Bien que des batteries à cathode à haut taux de nickel, sans cobalt comme celles à noyau en nickel recouvert de manganèse, soient apparues comme une méthode potentielle pour augmenter l’autonomie des véhicules électriques tout en réduisant la dépendance à des minéraux stratégiques coûteux, des recherches indiquent que l’exposition du matériau précurseur à l’air peut provoquer des changements chimiques subtils qui accélèrent par la suite la dégradation de la batterie.

Une étude menée à l’Université Hanyang en Corée du Sud a montré que l’exposition des matériaux précurseurs de batteries à l’air modifie la chimie du manganèse, créant des défauts de surface réactifs qui accélèrent la décomposition de l’électrolyte et pourraient considérablement réduire la durée de vie de ces batteries de nouvelle génération.

Selon l’équipe de recherche dirigée par le professeur Jin Ho Bang et la chercheuse en doctorat JinHa Shim, un ajustement du contenu en lithium pendant la synthèse peut réduire ces défauts et restaurer la stabilité, ce qui aide les fabricants à développer des batteries plus durables et à haute énergie pour les véhicules électriques de demain.

Les résultats de cette étude ont été publiés dans le volume 19, numéro 12 du journal Energy and Environmental Science.

L’équipe a observé que le manganèse peut devenir de manière inattendue une source d’instabilité dans certaines conditions de fabrication.
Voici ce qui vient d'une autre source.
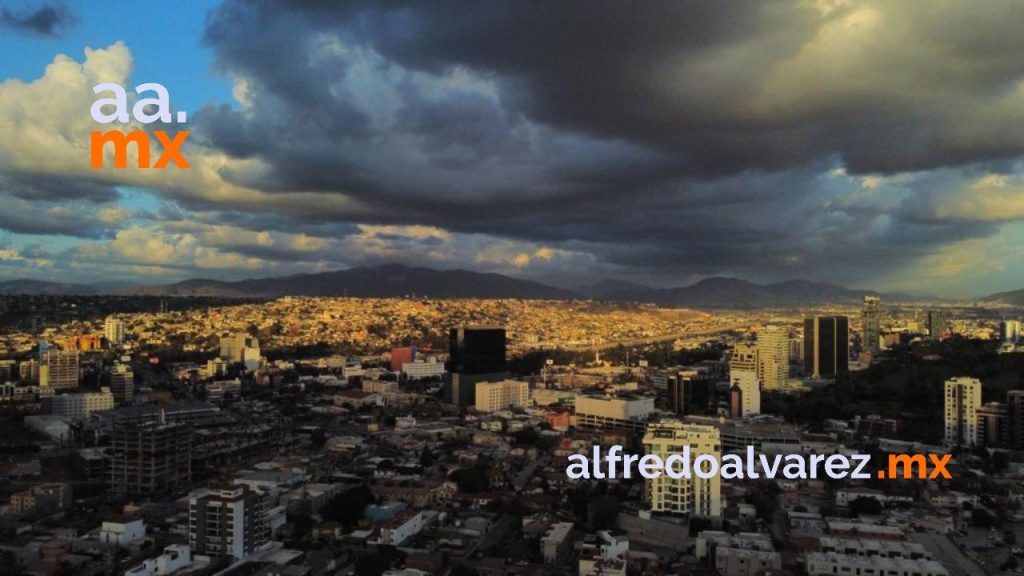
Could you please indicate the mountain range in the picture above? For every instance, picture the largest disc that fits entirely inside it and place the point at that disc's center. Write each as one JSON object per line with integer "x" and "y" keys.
{"x": 398, "y": 280}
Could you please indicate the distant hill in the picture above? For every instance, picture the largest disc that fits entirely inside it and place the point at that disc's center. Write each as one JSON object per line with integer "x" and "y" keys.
{"x": 382, "y": 281}
{"x": 1011, "y": 298}
{"x": 40, "y": 287}
{"x": 733, "y": 292}
{"x": 397, "y": 280}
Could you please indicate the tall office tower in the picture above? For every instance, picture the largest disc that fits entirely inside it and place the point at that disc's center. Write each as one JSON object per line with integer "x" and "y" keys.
{"x": 743, "y": 368}
{"x": 492, "y": 397}
{"x": 962, "y": 403}
{"x": 228, "y": 522}
{"x": 475, "y": 355}
{"x": 689, "y": 392}
{"x": 114, "y": 330}
{"x": 826, "y": 346}
{"x": 937, "y": 323}
{"x": 694, "y": 496}
{"x": 59, "y": 369}
{"x": 993, "y": 430}
{"x": 773, "y": 357}
{"x": 122, "y": 383}
{"x": 1015, "y": 419}
{"x": 1010, "y": 330}
{"x": 8, "y": 371}
{"x": 870, "y": 318}
{"x": 240, "y": 347}
{"x": 28, "y": 370}
{"x": 152, "y": 457}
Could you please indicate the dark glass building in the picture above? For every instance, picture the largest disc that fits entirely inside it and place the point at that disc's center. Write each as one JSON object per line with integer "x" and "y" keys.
{"x": 826, "y": 346}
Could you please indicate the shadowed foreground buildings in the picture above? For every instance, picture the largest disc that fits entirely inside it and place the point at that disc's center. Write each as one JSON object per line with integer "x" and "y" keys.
{"x": 826, "y": 346}
{"x": 693, "y": 496}
{"x": 150, "y": 457}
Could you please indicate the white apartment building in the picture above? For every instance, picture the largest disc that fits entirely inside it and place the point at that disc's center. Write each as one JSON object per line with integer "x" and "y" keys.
{"x": 963, "y": 399}
{"x": 492, "y": 397}
{"x": 693, "y": 496}
{"x": 773, "y": 357}
{"x": 423, "y": 369}
{"x": 79, "y": 406}
{"x": 596, "y": 412}
{"x": 114, "y": 330}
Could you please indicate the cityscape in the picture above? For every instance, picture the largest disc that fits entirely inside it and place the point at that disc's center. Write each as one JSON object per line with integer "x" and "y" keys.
{"x": 496, "y": 288}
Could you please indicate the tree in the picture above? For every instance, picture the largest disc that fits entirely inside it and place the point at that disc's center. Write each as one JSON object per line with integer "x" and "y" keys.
{"x": 346, "y": 508}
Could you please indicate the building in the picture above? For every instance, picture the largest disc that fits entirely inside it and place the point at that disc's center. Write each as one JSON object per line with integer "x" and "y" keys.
{"x": 993, "y": 429}
{"x": 175, "y": 557}
{"x": 692, "y": 496}
{"x": 743, "y": 368}
{"x": 1015, "y": 419}
{"x": 400, "y": 357}
{"x": 1010, "y": 331}
{"x": 150, "y": 458}
{"x": 123, "y": 532}
{"x": 241, "y": 347}
{"x": 475, "y": 355}
{"x": 556, "y": 545}
{"x": 602, "y": 412}
{"x": 122, "y": 383}
{"x": 773, "y": 357}
{"x": 870, "y": 329}
{"x": 826, "y": 346}
{"x": 426, "y": 368}
{"x": 937, "y": 324}
{"x": 963, "y": 399}
{"x": 380, "y": 386}
{"x": 114, "y": 331}
{"x": 822, "y": 564}
{"x": 79, "y": 406}
{"x": 41, "y": 499}
{"x": 59, "y": 369}
{"x": 226, "y": 522}
{"x": 689, "y": 392}
{"x": 492, "y": 397}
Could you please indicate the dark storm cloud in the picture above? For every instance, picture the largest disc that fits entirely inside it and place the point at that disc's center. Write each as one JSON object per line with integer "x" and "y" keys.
{"x": 687, "y": 138}
{"x": 47, "y": 19}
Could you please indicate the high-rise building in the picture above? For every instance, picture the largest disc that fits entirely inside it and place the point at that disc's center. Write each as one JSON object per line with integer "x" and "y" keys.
{"x": 122, "y": 383}
{"x": 492, "y": 397}
{"x": 693, "y": 496}
{"x": 1015, "y": 419}
{"x": 400, "y": 357}
{"x": 870, "y": 318}
{"x": 993, "y": 430}
{"x": 963, "y": 400}
{"x": 826, "y": 346}
{"x": 743, "y": 367}
{"x": 228, "y": 522}
{"x": 79, "y": 406}
{"x": 153, "y": 457}
{"x": 1010, "y": 330}
{"x": 937, "y": 323}
{"x": 59, "y": 369}
{"x": 241, "y": 347}
{"x": 689, "y": 392}
{"x": 773, "y": 357}
{"x": 475, "y": 355}
{"x": 114, "y": 330}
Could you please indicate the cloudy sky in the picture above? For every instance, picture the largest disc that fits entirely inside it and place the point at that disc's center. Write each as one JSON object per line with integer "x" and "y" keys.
{"x": 877, "y": 145}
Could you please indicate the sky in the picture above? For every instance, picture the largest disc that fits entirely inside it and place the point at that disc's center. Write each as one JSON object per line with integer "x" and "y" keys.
{"x": 876, "y": 145}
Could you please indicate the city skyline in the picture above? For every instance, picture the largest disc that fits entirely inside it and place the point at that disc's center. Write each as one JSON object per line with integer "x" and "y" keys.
{"x": 863, "y": 145}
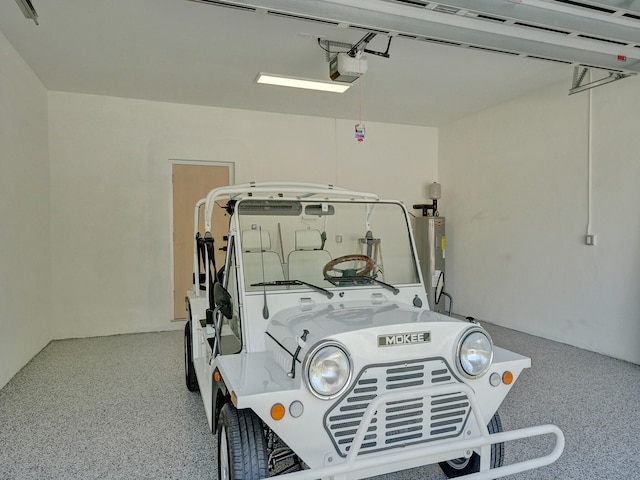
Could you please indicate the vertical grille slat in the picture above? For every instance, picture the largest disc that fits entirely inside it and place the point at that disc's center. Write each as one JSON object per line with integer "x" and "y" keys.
{"x": 403, "y": 422}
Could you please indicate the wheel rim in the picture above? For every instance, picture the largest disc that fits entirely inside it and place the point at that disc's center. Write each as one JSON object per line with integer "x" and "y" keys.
{"x": 459, "y": 463}
{"x": 223, "y": 455}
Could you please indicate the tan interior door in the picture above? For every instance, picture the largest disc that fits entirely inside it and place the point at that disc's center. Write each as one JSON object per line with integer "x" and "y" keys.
{"x": 190, "y": 184}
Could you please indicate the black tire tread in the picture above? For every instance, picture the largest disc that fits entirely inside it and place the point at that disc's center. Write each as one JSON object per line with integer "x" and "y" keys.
{"x": 246, "y": 443}
{"x": 497, "y": 454}
{"x": 191, "y": 379}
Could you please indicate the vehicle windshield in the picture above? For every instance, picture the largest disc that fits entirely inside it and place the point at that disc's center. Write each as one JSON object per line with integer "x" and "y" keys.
{"x": 290, "y": 243}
Le stockage des matériaux précurseurs dans des zones exposées à l’air entraîne l’oxydation du manganèse à la surface des particules, ce qui provoque ensuite la formation de régions défectueuses riches en espèces de manganèse « déformées selon le phénomène Jahn-Teller ». Ces surfaces déformées deviennent très réactives, ce qui entraîne la décomposition de l’électrolyte, la dissolution des métaux de transition et des réactions néfastes avec l’anode en graphite. Ce défaut caché peut presque doubler le taux de dégradation de la capacité dans les systèmes de batteries riches en nickel lors de tests de cyclage prolongés.

« Nous avons découvert qu’une coque riche en manganèse, généralement introduite pour protéger les cathodes à fort taux de nickel, peut au contraire devenir un catalyseur de dégradation si la chimie des précurseurs n’est pas soigneusement contrôlée », a expliqué le professeur Bang. « Même de petites variations dans l’historique de stockage des précurseurs peuvent avoir un impact significatif sur la stabilité de la batterie. »

Afin de surmonter ce problème, les chercheurs suggèrent que l’augmentation de la quantité de lithium en excès pendant la synthèse pourrait empêcher la formation d’une phase de surface défectueuse et restaurer des liaisons stables entre le manganèse et l’oxygène. Ces cathodes modifiées pourraient conserver plus de 90 % de leur capacité, améliorant ainsi leur durabilité à long terme.

« Nos résultats montrent que même de légères variations dans l’histoire des précurseurs peuvent avoir des conséquences majeures sur les performances des batteries, ce qui rend la gestion de ces précurseurs une considération importante pour la fabrication à grande échelle », a ajouté le professeur Bang. Plutôt que d’exiger des revêtements coûteux ou de gros réaménagements des lignes de production, un contrôle rigoureux de la manipulation des précurseurs et de la stœchiométrie du lithium pourrait offrir une voie relativement plus rapide vers des batteries plus durables.

Ces améliorations pourraient finalement se traduire par des véhicules électriques ayant une durée de vie plus longue des batteries, et elles contribueraient également à la durabilité des systèmes de stockage d’énergie à grande échelle qui nécessiteront, à l’avenir, des batteries stables et à haute énergie pour les applications liées aux énergies renouvelables, selon cette recherche.